Welcome to Class!

Announcements

Data Science Society Kickoff! Wednesday at 6 in the STC 394
The data science lab

Completing Last Week

Quarto - “out of the frying pan and into the fire”
Finishing the Introduction Project
- Use the QMD Template project template
- Render as HTML and upload in Canvas

What was that data science community portion of our grade?

The Syllabus has this section which says:

Data science community

To earn credit for the DS Community element you must complete two different tasks from the list below. At the end of the semester, you will be asked to report on which tasks you completed and what you learned from them.

Attend Data Science Society at least once.

Sign up for an email newsletter that will teach you more about data science. Data Science Weekly or Data Elixir are good options.
Listen to a podcast episode about data science. Build a Career in Data Science has some excellent episodes.
Watch a professional presentation on YouTube about data science. Be prepared to share the link and a summary of the video.
Reach out to someone who works in a data-related field and ask them for 15 minutes of their time.
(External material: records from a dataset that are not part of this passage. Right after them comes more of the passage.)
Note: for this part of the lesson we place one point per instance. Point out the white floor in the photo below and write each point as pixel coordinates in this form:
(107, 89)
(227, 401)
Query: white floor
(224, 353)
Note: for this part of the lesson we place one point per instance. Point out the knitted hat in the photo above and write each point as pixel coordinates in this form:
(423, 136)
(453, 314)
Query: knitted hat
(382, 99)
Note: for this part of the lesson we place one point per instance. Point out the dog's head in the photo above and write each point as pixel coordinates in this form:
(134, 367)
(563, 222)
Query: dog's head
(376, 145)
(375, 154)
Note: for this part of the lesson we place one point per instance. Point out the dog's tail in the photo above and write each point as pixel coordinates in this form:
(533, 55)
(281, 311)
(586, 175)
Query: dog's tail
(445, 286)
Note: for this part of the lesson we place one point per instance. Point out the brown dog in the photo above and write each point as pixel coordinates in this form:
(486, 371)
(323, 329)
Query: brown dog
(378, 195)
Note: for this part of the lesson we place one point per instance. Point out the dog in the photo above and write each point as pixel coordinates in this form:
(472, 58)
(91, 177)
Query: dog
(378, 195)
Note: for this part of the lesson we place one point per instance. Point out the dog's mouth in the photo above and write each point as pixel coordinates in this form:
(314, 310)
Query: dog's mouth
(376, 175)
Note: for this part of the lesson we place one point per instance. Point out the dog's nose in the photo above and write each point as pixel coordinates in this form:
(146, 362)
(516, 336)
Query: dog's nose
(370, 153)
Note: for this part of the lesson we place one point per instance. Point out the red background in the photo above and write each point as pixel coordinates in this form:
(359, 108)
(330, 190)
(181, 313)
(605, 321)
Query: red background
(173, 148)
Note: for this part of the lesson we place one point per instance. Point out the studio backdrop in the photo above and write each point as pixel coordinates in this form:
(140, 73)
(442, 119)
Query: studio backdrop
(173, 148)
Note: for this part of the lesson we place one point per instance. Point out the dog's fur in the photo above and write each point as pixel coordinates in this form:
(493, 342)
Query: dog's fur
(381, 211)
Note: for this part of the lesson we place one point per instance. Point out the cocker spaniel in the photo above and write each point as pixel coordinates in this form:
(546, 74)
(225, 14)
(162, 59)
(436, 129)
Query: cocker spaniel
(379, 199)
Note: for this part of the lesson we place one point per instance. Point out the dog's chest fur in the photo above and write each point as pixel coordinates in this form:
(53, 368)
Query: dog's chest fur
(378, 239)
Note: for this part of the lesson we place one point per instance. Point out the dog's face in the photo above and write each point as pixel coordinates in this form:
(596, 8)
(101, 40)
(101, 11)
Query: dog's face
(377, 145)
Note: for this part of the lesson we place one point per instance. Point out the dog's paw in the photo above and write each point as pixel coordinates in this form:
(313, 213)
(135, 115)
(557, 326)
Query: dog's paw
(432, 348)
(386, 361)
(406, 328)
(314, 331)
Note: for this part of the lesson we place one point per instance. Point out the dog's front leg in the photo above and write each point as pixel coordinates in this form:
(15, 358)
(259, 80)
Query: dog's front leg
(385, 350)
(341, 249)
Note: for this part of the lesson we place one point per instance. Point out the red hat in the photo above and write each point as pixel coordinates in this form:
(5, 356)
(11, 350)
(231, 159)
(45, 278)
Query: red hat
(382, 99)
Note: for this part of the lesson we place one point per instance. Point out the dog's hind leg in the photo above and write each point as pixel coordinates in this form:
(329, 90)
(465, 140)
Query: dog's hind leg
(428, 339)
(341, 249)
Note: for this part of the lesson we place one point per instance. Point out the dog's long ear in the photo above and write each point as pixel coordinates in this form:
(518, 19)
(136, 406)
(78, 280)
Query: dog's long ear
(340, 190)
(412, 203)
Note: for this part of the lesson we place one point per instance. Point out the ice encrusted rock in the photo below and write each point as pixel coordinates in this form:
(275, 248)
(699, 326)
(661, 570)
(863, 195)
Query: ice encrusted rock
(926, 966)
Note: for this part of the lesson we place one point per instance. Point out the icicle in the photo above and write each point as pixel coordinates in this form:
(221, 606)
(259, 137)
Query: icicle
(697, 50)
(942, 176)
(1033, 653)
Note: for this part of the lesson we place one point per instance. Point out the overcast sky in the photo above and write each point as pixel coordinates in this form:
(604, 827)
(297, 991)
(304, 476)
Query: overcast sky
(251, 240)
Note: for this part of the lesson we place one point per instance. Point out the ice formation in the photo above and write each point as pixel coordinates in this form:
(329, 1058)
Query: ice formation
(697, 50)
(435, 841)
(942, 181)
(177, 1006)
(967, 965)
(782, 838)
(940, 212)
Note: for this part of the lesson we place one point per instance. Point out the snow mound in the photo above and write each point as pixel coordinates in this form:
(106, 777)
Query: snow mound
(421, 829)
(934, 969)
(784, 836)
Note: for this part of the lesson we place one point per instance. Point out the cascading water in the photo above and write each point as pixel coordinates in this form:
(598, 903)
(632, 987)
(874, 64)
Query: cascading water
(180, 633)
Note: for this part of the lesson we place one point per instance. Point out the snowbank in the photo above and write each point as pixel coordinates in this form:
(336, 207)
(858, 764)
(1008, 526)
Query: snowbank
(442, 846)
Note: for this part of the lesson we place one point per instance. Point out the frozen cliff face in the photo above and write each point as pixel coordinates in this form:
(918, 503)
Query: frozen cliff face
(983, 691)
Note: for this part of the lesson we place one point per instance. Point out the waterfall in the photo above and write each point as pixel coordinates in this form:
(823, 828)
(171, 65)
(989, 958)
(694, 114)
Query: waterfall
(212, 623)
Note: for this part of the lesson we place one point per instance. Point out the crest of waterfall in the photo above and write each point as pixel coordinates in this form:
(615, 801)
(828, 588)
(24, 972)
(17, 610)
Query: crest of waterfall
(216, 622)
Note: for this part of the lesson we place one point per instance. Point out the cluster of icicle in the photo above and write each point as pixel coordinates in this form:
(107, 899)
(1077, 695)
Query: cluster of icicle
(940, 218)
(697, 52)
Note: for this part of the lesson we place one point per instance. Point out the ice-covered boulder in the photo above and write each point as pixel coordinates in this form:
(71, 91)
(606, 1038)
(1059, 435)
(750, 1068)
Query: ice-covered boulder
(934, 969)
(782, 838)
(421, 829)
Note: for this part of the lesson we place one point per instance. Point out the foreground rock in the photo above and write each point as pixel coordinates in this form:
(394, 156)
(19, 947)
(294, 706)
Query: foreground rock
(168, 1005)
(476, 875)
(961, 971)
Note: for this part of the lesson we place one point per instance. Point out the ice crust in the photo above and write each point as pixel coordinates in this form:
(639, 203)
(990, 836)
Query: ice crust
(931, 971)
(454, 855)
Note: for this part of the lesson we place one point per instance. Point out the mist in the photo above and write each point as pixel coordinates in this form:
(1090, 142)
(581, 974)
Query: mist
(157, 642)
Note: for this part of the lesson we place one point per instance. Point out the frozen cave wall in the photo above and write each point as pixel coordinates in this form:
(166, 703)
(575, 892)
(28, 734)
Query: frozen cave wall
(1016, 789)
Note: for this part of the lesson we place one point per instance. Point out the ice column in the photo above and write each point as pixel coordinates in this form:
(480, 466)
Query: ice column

Use this time to conduct an “informational interview” and learn more about their responsibilities and career path.
Research and apply to at least 5 data-related jobs or internships.

Interview Question: How do you keep up with the current methods in data science?

Don’t Say: Nothing

Let’s Code!

DS 250 workflow

You are going to hit SHIFT + ENTER thousands of times.
We don’t usually source our scripts.
Think of Python Interactive like a graphing calculator or Excel on steroids.
You code in pieces.
Rewrite for clarity!

Can you figure out the functions of pandas?

Pandas Cheat Sheet and Basics Blog Post

# Pause: can you explain what this code is doing?
df = pd.DataFrame(
{"a" : [5, 4, 6, 2, 3],
"b" : [7, 8, 9, 10, 11],
"c" : [10, 11, 12, 101, 0]})

Use the cheat sheet to find the functions you would need to implement the following steps.

Group 1

sort my table by column a then
only use the first 2 rows then
calculate the mean of column b.

Group 2

rename column a to duck then
subset to only have duck and b columns then
keep all rows where b is less than 9 then
find the min of duck

What is method chaining?

Pandas is built to allow for method chaining. Here is a great resource on how to use method chaining: How to write neat pandas code.

plotly.express creates a chart object
pandas creates a DataFrame object
We usually include () around our entire method so we can show it in steps.

Project 1 - Intro

Understanding your data

You should be able to introduce your data sets to people, the same way you introduce a friend!

What does each row represent? If you don’t know, then you don’t understand what groups you can analyze.
What does each column represent? If you don’t know, then you don’t understand what information you can evaluate for each group.

Being able to explain your data out loud to someone else follows the same principles as rubber duck debugging.

Introduction to pandas “DataFrame”

What is a pandas DataFrame? We can read the official documentation. I also like the video in this tutorial.

DataFrames come with attributes and built-in functions that can help us get a feel for our data.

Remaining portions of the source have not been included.